The Australian dollar trended higher in early trade on Friday as investors reacted to trade developments in Beijing. There has been a lot talk over a phase one trade deal between the US and China but little tangible evidence of progress.  China’s finance ministry saying that China would waiver tariffs on some soybean and pork shipments from the US is the first real evidence that the two sides are closing on on a deal.  As a result, the China proxy, the Australian dollar rallied.

The latest developments come after another week of mixed signals from both sides as to whether a trade deal would be agreed sooner rather than later. Investors are now looking ahead to next week on 15th December when the White House is due to raise tariffs on Chinese imports.

266,000 Jobs Created November

The US dollar jumped following the release of the US Labour Department’s jobs data, the non-farm payroll. The non-farm payroll showed that 266,000 new jobs were created in November. This was well above the 180,000 analysts had predicted and brings the three months average up to 250,000 jobs, a level last seen in January. Even the number of jobs in manufacturing impressed.
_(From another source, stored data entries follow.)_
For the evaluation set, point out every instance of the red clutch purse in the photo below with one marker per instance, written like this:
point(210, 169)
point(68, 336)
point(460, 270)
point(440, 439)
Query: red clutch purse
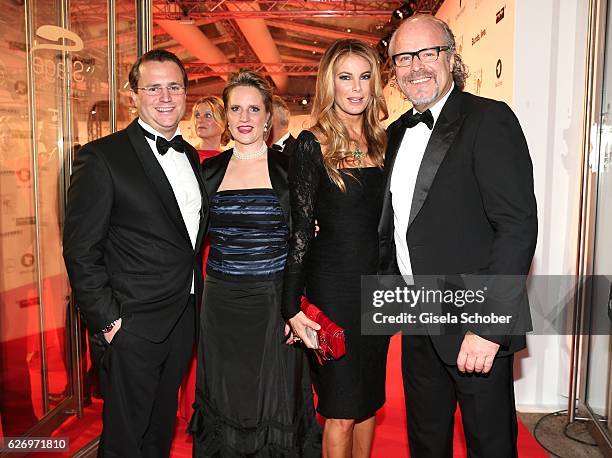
point(331, 336)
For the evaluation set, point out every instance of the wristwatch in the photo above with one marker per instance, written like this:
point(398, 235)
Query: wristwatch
point(110, 327)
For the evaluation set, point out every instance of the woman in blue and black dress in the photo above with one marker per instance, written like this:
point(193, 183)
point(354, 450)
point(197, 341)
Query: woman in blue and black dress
point(253, 394)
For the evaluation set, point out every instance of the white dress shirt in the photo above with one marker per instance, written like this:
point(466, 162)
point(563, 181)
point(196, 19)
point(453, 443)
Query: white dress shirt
point(184, 184)
point(281, 141)
point(403, 181)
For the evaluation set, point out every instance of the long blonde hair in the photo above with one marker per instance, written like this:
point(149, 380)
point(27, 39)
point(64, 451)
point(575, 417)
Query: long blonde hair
point(329, 128)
The report also showed that the unemployment level remained steady at 3.6% and that wages climbed steadily higher at 0.2%. The data shows that the US labour market remains on solid footing. Following the report, it is safe to say that the Fed won’t be cutting interest rates for a fourth time this year when the monetary policymakers meet next week. The dollar advanced following the report.

The block buster report comes following a week of poor data. Despite today’s forecast smashing number, some dollar investors will remain cautious, some analysts even suggest that weaker payroll numbers will be back in the coming months.

 

What do these figures mean?
When measuring the value of a pair of currencies, one set equals 1 unit and the other shows the current equivalent. As the market moves, the amount will vary from minute to minute.
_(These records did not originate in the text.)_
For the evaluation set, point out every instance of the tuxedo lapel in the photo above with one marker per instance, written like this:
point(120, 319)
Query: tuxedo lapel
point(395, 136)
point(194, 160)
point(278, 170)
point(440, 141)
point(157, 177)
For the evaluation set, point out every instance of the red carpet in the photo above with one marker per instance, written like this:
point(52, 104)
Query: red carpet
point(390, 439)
For example, it could be written:

1 USD = 0.6784 AUD

Here, $1 is equivalent to approximately A$0.67. This specifically measures the US dollar’s worth against the Australian dollar. If the Aussie dollar amount increases in this pairing, it’s positive for the US dollar.

Or, if you were looking at it the other way around:

1 AUD = 1.4739 USD

In this example, A$1 is equivalent to approximately $1.47. This measures the Australian dollar’s worth versus the US Dollar. If the US dollar number gets larger, it’s good news for the Aussie dollar.